Competency Frameworks

by Julia Miller

Tips and pitfalls

This page serves as a brief checklist of Dos and Don’ts, to be used either when you are designing your own competency framework or when you are talking to your consultants about the competencies they are designing with you.

Top tips

  1. The best competencies are motivators. Make sure that your competencies are achievable.
  2. The competencies need to be outcome-based; in other words, they need to be behaviours that can be demonstrated and recognised. They also need to be relevant to your department and your organisation.
  3. They need to clearly differentiate between the levels you can reach.
  4. Work with your people, who will be using and being measured by your competencies.
  5. Make them future-focused. The best competencies concentrate on what you want your organisation to be doing in the future, not repeating what you have done in the past.
  6. Use their design as an opportunity to focus on the chosen objectives of your team, department or organisation. Make sure you align your competencies with these objectives. Remember you might need to think about wider objectives within your sector, the government or statutory requirements.
  7. Concentrate on identifying the core skills, competencies and behaviours which matter for your business. You can then more easily use them in the future for performance reviews and skills gap analysis.
  8. Keep them flexible and make sure you review them.

Potential pitfalls

  1. Think carefully before you use off-the-shelf competencies: they might not reflect your organisation’s needs or contain the best technical competencies for your staff.
  2. If you are bringing in external consultants, make sure they analyse the jobs effectively. Don’t accept any guesswork on their part.
  3. Make sure your competency frameworks aren’t time-consuming to administer or they won’t be used to best advantage.
  4. Keep them fairly simple; it can be easy to get sucked into making them too detailed and over-complex.
  5. Don’t write too many and don’t define too many elements of behaviour.
  6. Be prepared to allow sufficient time to get it right: the analysis alone can take months.
  7. Don’t make the process too bureaucratic. You don’t want people spending working time gathering evidence for the framework – anecdotal evidence, gathered by talking to people, is often enough.
  8. Be aware that some behaviours that make the difference might in fact be difficult or even impossible to measure. Exercising judgement, for example, can often only be recognised in hindsight. Behaviours of this nature might not be easy to develop.
  9. Keep it practical: make sure the behaviours don’t favour the employees who are good in theory, but fail to deliver in practice.
  10. Check any discrimination legislation, such as the Disability Discrimination Act, to make sure that none of your competencies discriminate against a particular group (see Disability and also Discrimination).

What to beware of

The real strength of competencies lies in their developmental use, as building blocks for improvement. There are some things they cannot helpfully evaluate.

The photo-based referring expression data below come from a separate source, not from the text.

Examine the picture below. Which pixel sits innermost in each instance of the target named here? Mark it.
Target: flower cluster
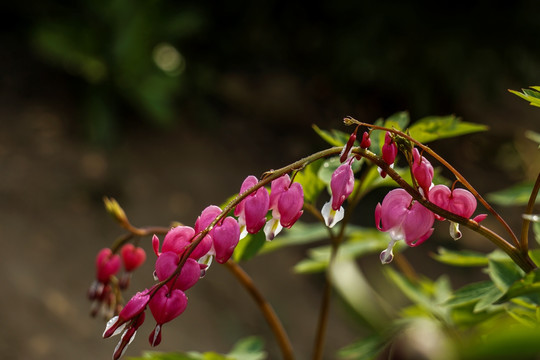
(185, 254)
(404, 218)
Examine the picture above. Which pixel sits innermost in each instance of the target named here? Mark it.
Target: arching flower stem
(449, 167)
(521, 258)
(524, 241)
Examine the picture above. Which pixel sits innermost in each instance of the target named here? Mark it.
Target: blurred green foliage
(347, 57)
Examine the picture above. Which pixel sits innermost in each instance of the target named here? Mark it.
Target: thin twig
(266, 309)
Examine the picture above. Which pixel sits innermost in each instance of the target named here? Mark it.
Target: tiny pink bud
(366, 141)
(389, 149)
(107, 264)
(422, 171)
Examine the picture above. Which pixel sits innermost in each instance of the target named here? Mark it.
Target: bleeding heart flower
(166, 265)
(132, 257)
(457, 201)
(165, 306)
(341, 185)
(286, 202)
(252, 210)
(403, 219)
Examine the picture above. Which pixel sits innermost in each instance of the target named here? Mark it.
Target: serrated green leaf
(488, 299)
(461, 258)
(249, 246)
(518, 194)
(439, 127)
(534, 136)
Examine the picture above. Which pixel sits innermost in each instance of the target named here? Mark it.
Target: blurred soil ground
(53, 222)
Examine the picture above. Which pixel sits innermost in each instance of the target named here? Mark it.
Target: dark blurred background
(169, 105)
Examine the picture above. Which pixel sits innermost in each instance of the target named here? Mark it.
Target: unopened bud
(115, 210)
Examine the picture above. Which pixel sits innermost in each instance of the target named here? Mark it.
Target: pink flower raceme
(179, 239)
(403, 219)
(341, 185)
(128, 321)
(165, 305)
(457, 201)
(225, 234)
(252, 210)
(107, 265)
(166, 265)
(286, 202)
(422, 171)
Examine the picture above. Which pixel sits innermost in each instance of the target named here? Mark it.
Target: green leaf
(249, 246)
(367, 348)
(534, 136)
(250, 348)
(532, 96)
(333, 137)
(439, 127)
(518, 194)
(311, 183)
(470, 293)
(461, 258)
(504, 273)
(301, 233)
(361, 241)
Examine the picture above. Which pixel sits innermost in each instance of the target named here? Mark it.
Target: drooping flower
(179, 239)
(165, 306)
(132, 257)
(225, 234)
(341, 185)
(403, 219)
(166, 265)
(422, 171)
(286, 202)
(457, 201)
(252, 210)
(134, 307)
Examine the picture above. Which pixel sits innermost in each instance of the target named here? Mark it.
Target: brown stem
(265, 307)
(528, 211)
(453, 170)
(519, 257)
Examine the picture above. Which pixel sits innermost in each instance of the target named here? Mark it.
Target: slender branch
(452, 169)
(526, 222)
(324, 309)
(265, 307)
(520, 258)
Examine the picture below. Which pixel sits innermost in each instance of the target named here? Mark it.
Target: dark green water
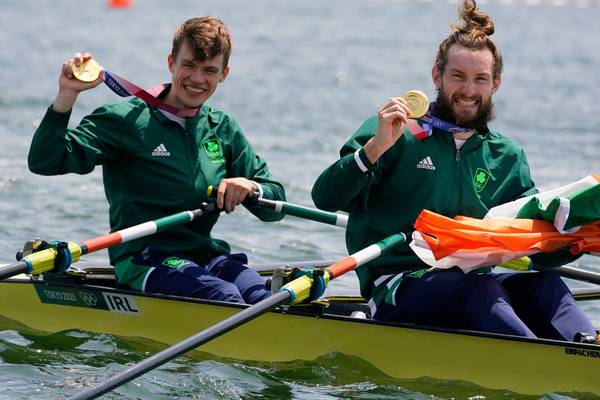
(303, 77)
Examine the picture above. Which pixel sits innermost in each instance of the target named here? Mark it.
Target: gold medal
(88, 71)
(417, 102)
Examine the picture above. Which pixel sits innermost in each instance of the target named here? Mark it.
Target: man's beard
(443, 110)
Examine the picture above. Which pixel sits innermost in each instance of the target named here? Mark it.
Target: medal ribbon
(423, 127)
(124, 88)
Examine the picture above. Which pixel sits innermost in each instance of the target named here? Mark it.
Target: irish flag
(566, 217)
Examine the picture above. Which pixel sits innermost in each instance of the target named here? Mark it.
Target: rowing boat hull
(401, 351)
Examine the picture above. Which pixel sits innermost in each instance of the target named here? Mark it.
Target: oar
(294, 292)
(45, 260)
(295, 210)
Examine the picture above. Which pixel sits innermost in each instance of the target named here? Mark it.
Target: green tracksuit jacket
(153, 168)
(386, 197)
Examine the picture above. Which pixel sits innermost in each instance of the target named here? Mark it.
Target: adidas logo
(426, 163)
(161, 151)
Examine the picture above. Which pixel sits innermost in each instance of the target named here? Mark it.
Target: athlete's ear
(437, 77)
(170, 62)
(225, 73)
(496, 83)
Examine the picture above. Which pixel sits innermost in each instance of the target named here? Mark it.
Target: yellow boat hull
(494, 361)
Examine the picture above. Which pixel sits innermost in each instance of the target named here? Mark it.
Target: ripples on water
(304, 76)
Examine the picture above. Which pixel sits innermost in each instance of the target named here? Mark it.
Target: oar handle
(300, 289)
(295, 210)
(45, 260)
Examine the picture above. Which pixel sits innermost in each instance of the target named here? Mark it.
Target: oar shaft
(44, 260)
(13, 269)
(295, 210)
(365, 255)
(312, 214)
(184, 346)
(143, 229)
(578, 274)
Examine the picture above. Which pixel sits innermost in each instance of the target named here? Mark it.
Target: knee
(228, 292)
(487, 285)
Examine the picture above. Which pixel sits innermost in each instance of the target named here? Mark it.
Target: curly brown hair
(472, 31)
(207, 36)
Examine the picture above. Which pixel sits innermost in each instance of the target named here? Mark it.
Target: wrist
(64, 100)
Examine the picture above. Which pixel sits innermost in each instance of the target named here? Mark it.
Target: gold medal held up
(88, 71)
(417, 102)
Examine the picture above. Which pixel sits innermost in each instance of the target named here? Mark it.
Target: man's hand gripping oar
(58, 257)
(295, 210)
(294, 292)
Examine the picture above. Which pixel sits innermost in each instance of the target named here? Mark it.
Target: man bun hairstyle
(207, 36)
(472, 31)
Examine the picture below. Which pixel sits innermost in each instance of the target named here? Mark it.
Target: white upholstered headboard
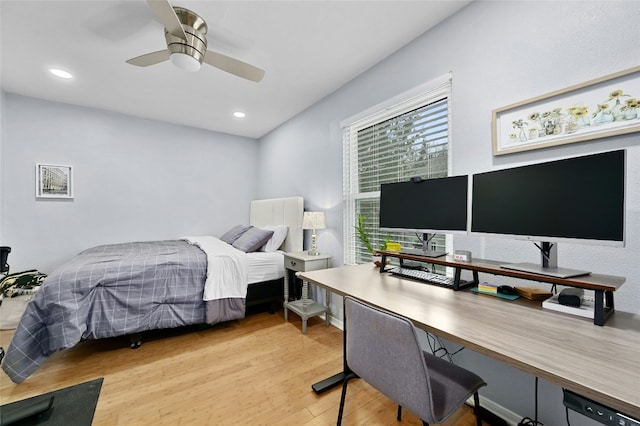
(281, 211)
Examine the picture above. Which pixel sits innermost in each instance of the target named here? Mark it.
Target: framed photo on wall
(604, 107)
(54, 181)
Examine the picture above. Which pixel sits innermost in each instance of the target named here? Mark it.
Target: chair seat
(450, 384)
(383, 349)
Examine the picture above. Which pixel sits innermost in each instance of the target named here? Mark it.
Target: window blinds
(393, 144)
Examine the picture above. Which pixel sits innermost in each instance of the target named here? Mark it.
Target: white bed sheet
(265, 266)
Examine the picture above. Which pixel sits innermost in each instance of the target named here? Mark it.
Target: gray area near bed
(115, 290)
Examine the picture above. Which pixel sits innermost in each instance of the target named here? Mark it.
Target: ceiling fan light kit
(185, 34)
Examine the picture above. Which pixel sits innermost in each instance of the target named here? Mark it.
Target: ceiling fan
(185, 33)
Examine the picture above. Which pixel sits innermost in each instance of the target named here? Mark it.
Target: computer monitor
(578, 200)
(425, 206)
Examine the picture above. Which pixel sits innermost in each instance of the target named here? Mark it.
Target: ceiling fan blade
(150, 58)
(233, 66)
(167, 17)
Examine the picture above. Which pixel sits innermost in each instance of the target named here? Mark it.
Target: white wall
(134, 180)
(499, 53)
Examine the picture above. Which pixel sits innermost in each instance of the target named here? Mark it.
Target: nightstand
(305, 307)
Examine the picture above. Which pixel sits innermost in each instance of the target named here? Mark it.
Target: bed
(128, 288)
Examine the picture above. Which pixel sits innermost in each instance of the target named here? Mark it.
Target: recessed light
(60, 73)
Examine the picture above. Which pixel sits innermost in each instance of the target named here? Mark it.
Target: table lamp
(313, 221)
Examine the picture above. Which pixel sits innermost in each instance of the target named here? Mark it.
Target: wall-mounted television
(578, 200)
(427, 207)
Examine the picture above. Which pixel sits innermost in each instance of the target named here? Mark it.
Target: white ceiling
(307, 48)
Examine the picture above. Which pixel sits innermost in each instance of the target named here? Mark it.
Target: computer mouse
(506, 289)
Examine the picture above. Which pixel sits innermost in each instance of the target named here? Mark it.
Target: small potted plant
(363, 236)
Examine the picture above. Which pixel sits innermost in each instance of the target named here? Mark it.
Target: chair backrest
(383, 349)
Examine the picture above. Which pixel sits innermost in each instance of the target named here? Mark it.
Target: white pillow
(279, 235)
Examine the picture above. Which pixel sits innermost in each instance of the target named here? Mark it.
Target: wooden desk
(603, 286)
(600, 363)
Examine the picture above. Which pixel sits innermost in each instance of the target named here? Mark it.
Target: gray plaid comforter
(114, 290)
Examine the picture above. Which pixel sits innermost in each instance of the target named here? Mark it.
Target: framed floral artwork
(54, 181)
(603, 107)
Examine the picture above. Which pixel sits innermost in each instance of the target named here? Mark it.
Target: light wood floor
(258, 370)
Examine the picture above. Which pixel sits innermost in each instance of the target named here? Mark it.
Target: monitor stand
(420, 252)
(540, 270)
(425, 251)
(548, 266)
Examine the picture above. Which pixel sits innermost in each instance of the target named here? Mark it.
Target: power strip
(598, 412)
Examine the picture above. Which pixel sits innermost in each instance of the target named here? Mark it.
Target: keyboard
(421, 275)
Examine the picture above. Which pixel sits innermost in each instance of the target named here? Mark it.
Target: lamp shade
(313, 220)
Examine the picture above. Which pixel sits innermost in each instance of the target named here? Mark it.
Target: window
(408, 136)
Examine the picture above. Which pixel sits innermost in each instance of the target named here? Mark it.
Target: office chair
(383, 349)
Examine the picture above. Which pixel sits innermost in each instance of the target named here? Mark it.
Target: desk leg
(336, 379)
(286, 294)
(327, 305)
(603, 306)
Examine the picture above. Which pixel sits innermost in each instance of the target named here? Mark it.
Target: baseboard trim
(496, 412)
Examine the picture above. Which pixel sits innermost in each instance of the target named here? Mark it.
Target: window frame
(418, 97)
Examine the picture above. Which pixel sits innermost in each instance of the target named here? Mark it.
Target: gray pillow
(234, 233)
(252, 239)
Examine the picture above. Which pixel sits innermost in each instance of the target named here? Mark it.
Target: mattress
(265, 266)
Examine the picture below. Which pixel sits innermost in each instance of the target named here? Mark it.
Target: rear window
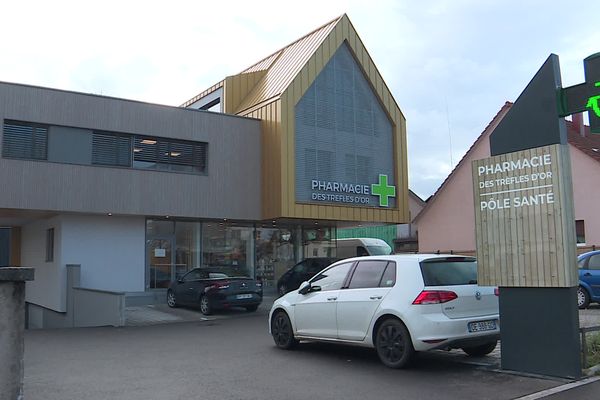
(379, 250)
(449, 271)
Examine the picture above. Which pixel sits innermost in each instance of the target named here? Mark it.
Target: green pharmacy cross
(593, 102)
(383, 190)
(585, 96)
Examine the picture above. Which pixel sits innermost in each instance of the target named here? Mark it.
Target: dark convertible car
(214, 289)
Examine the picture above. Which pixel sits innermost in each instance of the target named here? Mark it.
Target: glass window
(580, 231)
(332, 278)
(367, 274)
(449, 271)
(227, 249)
(188, 239)
(168, 154)
(594, 262)
(275, 253)
(25, 140)
(194, 275)
(50, 245)
(111, 149)
(389, 276)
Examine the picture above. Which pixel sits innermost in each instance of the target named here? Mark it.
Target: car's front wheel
(205, 305)
(481, 350)
(281, 329)
(583, 298)
(171, 300)
(393, 344)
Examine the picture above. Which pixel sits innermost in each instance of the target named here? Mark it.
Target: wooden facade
(524, 219)
(270, 89)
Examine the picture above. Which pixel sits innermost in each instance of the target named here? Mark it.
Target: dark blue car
(589, 278)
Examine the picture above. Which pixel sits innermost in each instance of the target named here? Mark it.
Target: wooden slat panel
(525, 228)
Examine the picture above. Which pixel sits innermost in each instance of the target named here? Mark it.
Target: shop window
(580, 231)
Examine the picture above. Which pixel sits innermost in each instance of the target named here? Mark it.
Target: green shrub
(593, 349)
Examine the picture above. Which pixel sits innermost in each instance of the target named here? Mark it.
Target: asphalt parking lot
(231, 356)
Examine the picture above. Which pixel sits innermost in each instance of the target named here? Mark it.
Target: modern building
(111, 199)
(447, 223)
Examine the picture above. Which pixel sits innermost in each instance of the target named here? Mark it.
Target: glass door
(160, 262)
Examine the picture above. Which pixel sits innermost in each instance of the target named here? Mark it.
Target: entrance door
(160, 262)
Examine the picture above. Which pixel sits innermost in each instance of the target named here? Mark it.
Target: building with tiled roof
(447, 223)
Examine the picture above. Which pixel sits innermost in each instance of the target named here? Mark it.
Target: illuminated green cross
(593, 102)
(585, 96)
(383, 190)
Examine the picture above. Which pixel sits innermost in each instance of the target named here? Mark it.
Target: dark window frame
(35, 144)
(50, 245)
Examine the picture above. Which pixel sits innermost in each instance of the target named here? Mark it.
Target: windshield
(449, 271)
(379, 250)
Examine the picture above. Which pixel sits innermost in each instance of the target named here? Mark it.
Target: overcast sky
(450, 65)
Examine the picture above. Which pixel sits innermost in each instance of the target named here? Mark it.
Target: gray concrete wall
(231, 189)
(85, 307)
(12, 326)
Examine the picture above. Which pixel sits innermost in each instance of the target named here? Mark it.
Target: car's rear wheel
(205, 305)
(171, 300)
(281, 329)
(393, 344)
(583, 298)
(481, 350)
(282, 289)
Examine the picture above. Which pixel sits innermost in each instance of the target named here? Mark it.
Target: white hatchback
(397, 304)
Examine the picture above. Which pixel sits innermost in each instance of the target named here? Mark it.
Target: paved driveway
(233, 357)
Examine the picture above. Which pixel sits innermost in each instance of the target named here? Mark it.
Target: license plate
(481, 326)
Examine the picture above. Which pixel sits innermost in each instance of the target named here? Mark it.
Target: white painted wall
(48, 289)
(110, 250)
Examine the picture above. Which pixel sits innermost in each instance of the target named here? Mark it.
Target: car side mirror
(306, 288)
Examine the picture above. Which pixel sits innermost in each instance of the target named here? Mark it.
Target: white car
(397, 304)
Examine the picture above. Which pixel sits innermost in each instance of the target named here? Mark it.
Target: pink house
(447, 223)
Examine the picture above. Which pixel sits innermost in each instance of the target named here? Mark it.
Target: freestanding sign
(523, 219)
(526, 233)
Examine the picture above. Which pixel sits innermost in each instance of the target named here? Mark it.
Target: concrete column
(12, 329)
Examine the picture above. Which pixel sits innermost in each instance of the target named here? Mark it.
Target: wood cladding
(277, 90)
(524, 219)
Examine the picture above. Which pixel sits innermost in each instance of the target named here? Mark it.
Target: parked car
(303, 271)
(214, 289)
(589, 278)
(396, 304)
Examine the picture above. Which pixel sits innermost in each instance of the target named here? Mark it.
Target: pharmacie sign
(376, 194)
(524, 218)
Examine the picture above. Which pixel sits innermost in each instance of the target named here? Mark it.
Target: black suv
(301, 272)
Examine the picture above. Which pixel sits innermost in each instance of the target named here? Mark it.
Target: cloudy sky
(450, 65)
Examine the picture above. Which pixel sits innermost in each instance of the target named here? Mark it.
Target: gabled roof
(284, 65)
(486, 132)
(280, 68)
(589, 144)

  1. Competency frameworks do not necessarily allow for difference: some of your best performers might challenge the status quo and push the boundaries, but you wouldn’t want a team of them!
  2. They may only represent one view of success.
  3. The emphasis on observable behaviour can mean you overlook other aspects of an individual, such as personality, their emotional intelligence or the fact that their job is highly interactive.
  4. Behaviours can be outward manifestations of a preferred thinking style.
  5. It can be difficult to get a consistent rating valuation.